Unfortunately, it’s also a machine that’s accumulated infrastructure that I care about: DNS, Apache, and so on. The data is safely backed up off-machine, but if I just tear it down, a bunch of things will be broken while I’m rebuilding it. So instead, I’ve been trying to decommission it piece-by-piece.

I’ve also got a bit bored running all my own infrastructure, so some of those moving parts have been put onto dedicated consumer hardware (getting the router to handle internal DNS and DHCP, getting a Synology NAS for Samba, etc), and I’ve moved some others onto a hosted VM, so that I don’t have to worry about the hardware: that copy of Apache has been (mostly) obsoleted by moving this site to Google Compute Engine last January, for example.

But there’s still a few things that I’m depending upon this machine for. Until recently, one was as the primary DNS server for farside.org.uk.

I was using a free secondary DNS service from BuddyNS: they provide replicas that I listed as the primaries, and those did regular zone transfers from my server for the source of truth.

That was pretty convenient, and BuddyNS have been pretty great (the free tier is good for up to 300K queries per month, of which I was using about 70-100K), but they only provide secondary DNS, so I went looking for another solution.

I’m sure that there are many other DNS providers around, but since I’m hosting www.farside.org.uk on Google Compute Engine, I decided to try out Google Cloud DNS, which provides a simple primary DNS service, available via anycast over both IPv4 and IPv6 (that arrangement seems to be fairly standard for DNS providers nowadays).

This one’s not free, but it is pretty cheap: US$0.20/month per domain, plus US$0.40/month per million queries.
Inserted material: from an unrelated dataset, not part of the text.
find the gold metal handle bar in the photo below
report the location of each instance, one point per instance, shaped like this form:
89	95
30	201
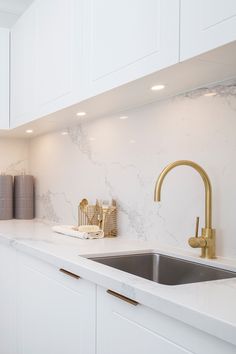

For me, that should work out to less than $3/year1.

Otherwise, it seems to be broadly similar to other DNS providers. You can make updates via a JSON/REST API, and API client libraries and a basic command-line client are provided. They do only support a predefined set of resource record types, though I suspect that’s not a problem for most people2.

I actually switched a few weeks ago, but until very recently the programmatic REST API was the only way to make changes, so this wasn’t really a product I’d want to recommend: technically, it worked, but editing a JSON document by hand to send via the command-line client was… suboptimal.

Fortunately, there’s now an editor embedded in the Google Developers Console, so you can also make changes interactively.

The Google Cloud DNS editor lists
individual resource records, along with facilities for in-place editing,
creation and deletion.
The new Cloud DNS editor in the Google Developer Console

Overall, I’m happy enough with the switch: it seems to work well, and didn’t take much effort (once I’d remembered to quote my TXT strings properly, ahem).

I did make one or two changes to the domain at the same time, most notably removing the A record for farside.org.uk itself (which had originally been present for direct mail delivery, years ago). This does mean that http://farside.org.uk/ will no longer resolve3, but that hopefully shouldn’t cause any real problems.


  1. Full disclosure: I’m currently getting an employee discount, so I’ll be paying less than that. 

  2. I did have to drop an RP RR as a result of this, though I wasn’t actually using it for anything. 

  3. Previously, this would end up at the aforementioned machine and be redirected by that copy of Apache to www.farside.org.uk, which runs elsewhere.